Well, today started off kinda bad. My boss calls and wakes me up because he’ll be late to get the store open. Someone rear-ended him at a stoplight. So I get up and stumble into the store, still not quite awake and with no breakfast. After munching on a few Reese’s and having half a can of Diet Coke, I was feeling better. Steve shows up and proceeds to regale the entire store (me) about his accident. I was tired, but feeling good, because I had a date to go to. 🙂 That’s right. After a little over two years together, John and I went on a date again. It was a planned thing, and it was what I looked forward to all day today.
We planned to go to Cracker Barrel and spend the ‘Meals for Two for Free’ coupon I got for being nice to the owner when he had some on him, then go see Lilo and Stitch in the dollar theater. All through dinner (and it was GOOD too!) I was glowing. I’m on my period too, so I have no idea why I felt that good. I just had the stupid-ass grin on my face for no damn reason. Couldn’t get rid of it.
Lilo and Stitch was great (again), and we laughed our butts off through the entire thing. I cried when Nani cried when she thought Lilo was gone forever, like I always do. Just.. the tone in her voice and sobs gets me every time. The movie ended and I was coming down off my high, so we went to Wal-Mart to look around for a black skirt long enough to manage for my Halloween costume. We found none, of course, but it was just killing time.

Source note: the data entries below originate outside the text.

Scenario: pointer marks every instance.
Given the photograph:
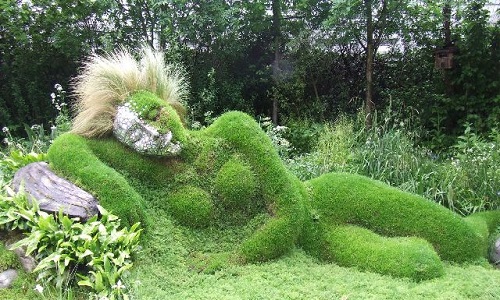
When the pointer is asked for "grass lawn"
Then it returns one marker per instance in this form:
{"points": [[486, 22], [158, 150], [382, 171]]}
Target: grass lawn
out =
{"points": [[170, 266], [165, 269]]}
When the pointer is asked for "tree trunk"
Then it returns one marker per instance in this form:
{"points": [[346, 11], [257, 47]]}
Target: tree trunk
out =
{"points": [[276, 7], [370, 52]]}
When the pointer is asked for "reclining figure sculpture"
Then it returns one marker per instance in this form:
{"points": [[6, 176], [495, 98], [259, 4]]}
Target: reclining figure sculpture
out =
{"points": [[129, 139]]}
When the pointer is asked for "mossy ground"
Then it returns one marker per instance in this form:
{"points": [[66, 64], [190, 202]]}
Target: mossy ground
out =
{"points": [[169, 268]]}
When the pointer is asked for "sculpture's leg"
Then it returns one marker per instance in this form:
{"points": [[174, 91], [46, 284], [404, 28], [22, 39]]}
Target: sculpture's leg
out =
{"points": [[354, 246], [353, 199], [283, 194], [70, 156]]}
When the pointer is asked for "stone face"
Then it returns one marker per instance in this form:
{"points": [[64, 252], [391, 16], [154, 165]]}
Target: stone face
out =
{"points": [[53, 192], [7, 277], [129, 129]]}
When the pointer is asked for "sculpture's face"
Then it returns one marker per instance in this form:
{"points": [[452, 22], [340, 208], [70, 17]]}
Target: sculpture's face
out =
{"points": [[149, 125]]}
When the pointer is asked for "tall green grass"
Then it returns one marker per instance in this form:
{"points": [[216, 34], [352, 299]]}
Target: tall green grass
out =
{"points": [[466, 178]]}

For some reason (I say hormones.), I was beginning to feel really over-whelmed. I need to pack, make a costume, and get moved in about 2 weeks. I have so much to do, and it’s stressing me out. The situation at work isn’t helping either. It just got to me so badly. After I said goodnight to John after our wonderful date, I cried myself all the way home. For absolutely no reason. None at all. I’m so crazy.